Sunday, May 19, 2013

Breadth........................................

    39.  Or by fixing the mind upon any divine form or 
           symbol that appeals to one as good.

     One of the most attractive characteristics of Patanjali's philosophy is the breadth of vision, its universality.  There is no attempt here to impose any particular cult upon the spiritual aspirant.  God is within us, and it is by the light of his presence - no matter how dimly it shines through the layers of our ignorance - that we fashion our own pictures and symbols of goodness and project them upon the outside world.

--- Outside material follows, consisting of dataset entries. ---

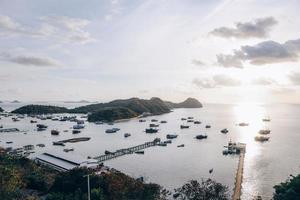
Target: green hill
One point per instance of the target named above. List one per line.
(40, 109)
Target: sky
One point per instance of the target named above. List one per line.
(218, 51)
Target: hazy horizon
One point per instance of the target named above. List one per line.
(219, 51)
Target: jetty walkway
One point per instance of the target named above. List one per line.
(129, 150)
(239, 174)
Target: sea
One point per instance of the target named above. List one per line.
(266, 163)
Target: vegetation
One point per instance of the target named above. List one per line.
(288, 190)
(40, 109)
(188, 103)
(111, 114)
(154, 105)
(21, 178)
(19, 175)
(206, 190)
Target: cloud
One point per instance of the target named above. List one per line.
(198, 62)
(30, 60)
(263, 81)
(258, 28)
(267, 52)
(295, 78)
(61, 29)
(217, 80)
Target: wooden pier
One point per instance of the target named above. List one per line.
(239, 174)
(129, 150)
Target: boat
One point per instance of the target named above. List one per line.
(41, 126)
(153, 125)
(168, 142)
(200, 137)
(225, 130)
(58, 143)
(54, 132)
(261, 138)
(67, 150)
(127, 135)
(267, 119)
(151, 130)
(162, 144)
(264, 132)
(78, 126)
(243, 124)
(106, 152)
(110, 131)
(139, 152)
(76, 131)
(171, 136)
(184, 126)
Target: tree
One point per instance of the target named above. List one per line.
(288, 190)
(206, 190)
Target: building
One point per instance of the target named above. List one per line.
(64, 162)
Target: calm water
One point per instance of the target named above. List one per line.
(265, 164)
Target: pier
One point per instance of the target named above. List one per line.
(129, 150)
(239, 174)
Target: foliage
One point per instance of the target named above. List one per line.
(17, 174)
(288, 190)
(111, 114)
(206, 190)
(40, 109)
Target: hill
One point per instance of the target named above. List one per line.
(188, 103)
(154, 105)
(112, 114)
(40, 109)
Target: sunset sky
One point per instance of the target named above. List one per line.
(219, 51)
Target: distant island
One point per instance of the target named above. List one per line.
(114, 110)
(81, 101)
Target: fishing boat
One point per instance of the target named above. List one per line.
(139, 152)
(127, 135)
(261, 138)
(76, 131)
(225, 130)
(151, 130)
(243, 124)
(69, 149)
(153, 125)
(171, 136)
(264, 132)
(200, 137)
(54, 132)
(184, 126)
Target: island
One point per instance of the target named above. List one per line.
(114, 110)
(40, 109)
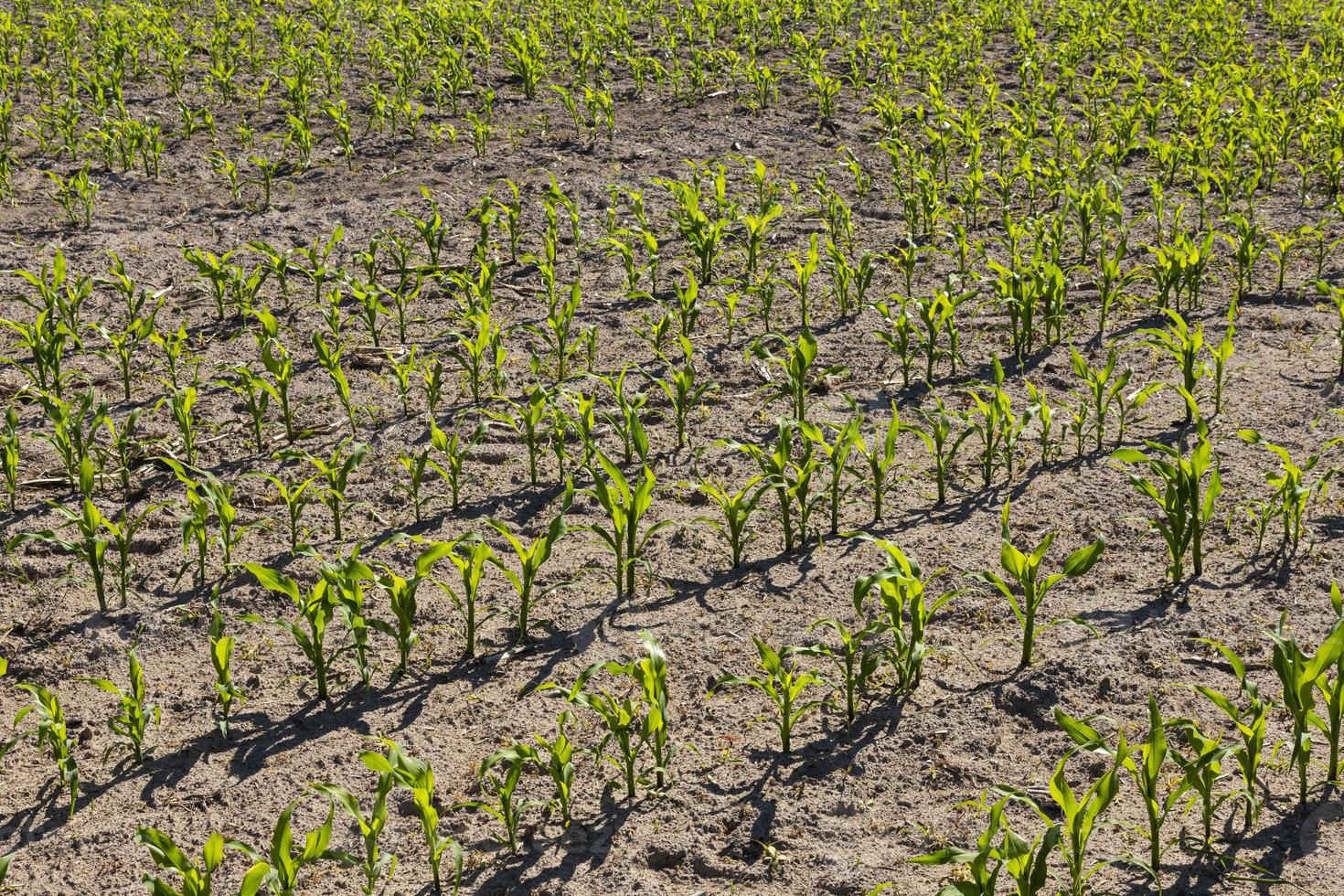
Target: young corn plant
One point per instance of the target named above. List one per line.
(417, 776)
(375, 864)
(331, 360)
(783, 684)
(788, 478)
(1081, 818)
(451, 453)
(1146, 764)
(296, 500)
(625, 504)
(335, 472)
(1292, 489)
(51, 735)
(1250, 724)
(222, 660)
(880, 458)
(402, 600)
(683, 392)
(316, 610)
(1201, 769)
(1300, 675)
(906, 607)
(1026, 861)
(531, 558)
(634, 724)
(560, 766)
(346, 578)
(471, 557)
(1186, 347)
(855, 660)
(507, 806)
(940, 434)
(197, 879)
(91, 547)
(795, 360)
(737, 509)
(136, 710)
(837, 454)
(1024, 587)
(1181, 495)
(288, 865)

Every such picture, symbol, or idea is holy, if it is conceived  in sincerity.  It may be crude and childish, it may not appeal to others;  that is unimportant.  All-important is our attitude toward it.  Whatever we truly and purely worship, we make sacred.
     Therefore, we should always feel reverence for the religions of others, and beware of bigotry.  At the same time, however - as has been remarked above in reference to aphorism 12 - we must limit ourselves to one way of seeking and keep to that;  otherwise we shall waste all our energies in mere spiritual "window-shopping."  We can find nothing in a shrine or a place of pilgrimage if we bring nothing into it, and we must never forget, in the external practice of a cult, though the Reality is everywhere, we can only make contact with it in our own hearts.
     As the great Hindu saint Kabir says in one of his most famous poems.

          I laugh when I hear that the fish
             in the water is thirsty.
          You wander restlessly from forest
             to forest while the Reality
             is within your own dwelling.
          The truth is here!  Go where you will -
             to Benares or to Mathura;
             until you have found God
             in your own soul, the whole world
             will seem meaningless to you.